A pergunta que fica é: como fazemos para que as coisas voltem ao lugar?
Antes de mover qualquer peça, é preciso reconhecer que não existe “lugar devido” sem antes descobrir quem somos de fato. Quem somos quando ninguém está olhando? Quem somos sem agradar? Quem somos quando não precisamos caber?
Colocar as coisas de volta ao lugar não começa arrumando o mundo ao redor. Começa arrumando o centro. Começa na coragem de assumir que certas pedras não são nossas, certas águas não nos pertencem, e certas expectativas nunca deveriam ter delimitado nossa forma de existir.

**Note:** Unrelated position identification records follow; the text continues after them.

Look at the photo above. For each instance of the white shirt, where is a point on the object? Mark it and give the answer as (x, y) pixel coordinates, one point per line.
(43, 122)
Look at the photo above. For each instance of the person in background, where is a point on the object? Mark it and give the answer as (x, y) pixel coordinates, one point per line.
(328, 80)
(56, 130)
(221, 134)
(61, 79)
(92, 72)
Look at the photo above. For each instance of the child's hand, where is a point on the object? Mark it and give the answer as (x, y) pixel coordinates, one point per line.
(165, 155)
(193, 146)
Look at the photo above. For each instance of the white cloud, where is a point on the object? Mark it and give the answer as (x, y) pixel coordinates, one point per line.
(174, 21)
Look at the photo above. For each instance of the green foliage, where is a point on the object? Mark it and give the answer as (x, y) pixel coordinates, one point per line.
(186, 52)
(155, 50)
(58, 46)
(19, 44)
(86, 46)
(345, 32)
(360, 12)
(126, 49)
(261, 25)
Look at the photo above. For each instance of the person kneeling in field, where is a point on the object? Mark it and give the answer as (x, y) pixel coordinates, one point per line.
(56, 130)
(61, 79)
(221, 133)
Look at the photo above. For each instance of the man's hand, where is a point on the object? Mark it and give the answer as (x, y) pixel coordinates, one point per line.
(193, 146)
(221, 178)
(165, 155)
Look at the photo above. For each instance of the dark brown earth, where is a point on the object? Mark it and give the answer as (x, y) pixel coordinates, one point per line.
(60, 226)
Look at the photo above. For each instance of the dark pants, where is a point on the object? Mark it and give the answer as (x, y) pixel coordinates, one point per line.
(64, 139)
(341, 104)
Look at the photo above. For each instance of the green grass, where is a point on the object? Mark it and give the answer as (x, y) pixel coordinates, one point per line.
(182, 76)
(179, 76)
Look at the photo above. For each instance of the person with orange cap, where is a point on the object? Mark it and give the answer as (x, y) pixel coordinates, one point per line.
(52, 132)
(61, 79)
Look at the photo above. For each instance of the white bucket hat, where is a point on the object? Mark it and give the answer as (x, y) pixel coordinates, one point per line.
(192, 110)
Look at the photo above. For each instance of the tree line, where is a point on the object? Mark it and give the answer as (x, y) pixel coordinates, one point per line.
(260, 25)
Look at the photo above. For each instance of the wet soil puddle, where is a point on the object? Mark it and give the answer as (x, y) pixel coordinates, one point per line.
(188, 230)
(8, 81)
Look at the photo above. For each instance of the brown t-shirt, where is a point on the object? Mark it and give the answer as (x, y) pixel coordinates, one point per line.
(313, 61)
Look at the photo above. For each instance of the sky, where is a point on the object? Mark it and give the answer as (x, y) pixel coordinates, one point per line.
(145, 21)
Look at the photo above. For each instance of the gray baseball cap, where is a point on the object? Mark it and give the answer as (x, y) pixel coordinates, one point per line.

O movimento emancipatório nasce quando deixamos de tentar sobreviver em ambientes que não acolhem nossa natureza. Quando paramos de pedir permissão para ocupar o espaço que é nosso por direito. Quando entendemos que preservar a própria essência é um ato de responsabilidade, não de rebeldia.
Só então conseguimos escolher, com lucidez, qual é o nosso lugar.
Não o lugar que nos empurraram. Não o lugar que esperam de nós.
Mas o lugar onde podemos frutificar sem precisar enrijecer para não desmoronar.
O abacaxi na cachoeira lembrava isso: tem coisa fora do lugar! E como têm. Mas é necessário focar na emancipação, gesto íntimo e firme de recolher-se de volta a própria verdade — mesmo que isso implique reorganizar toda a paisagem ao redor. Estar fora do lugar não é fracasso. Fracasso é permanecer por medo de se mover.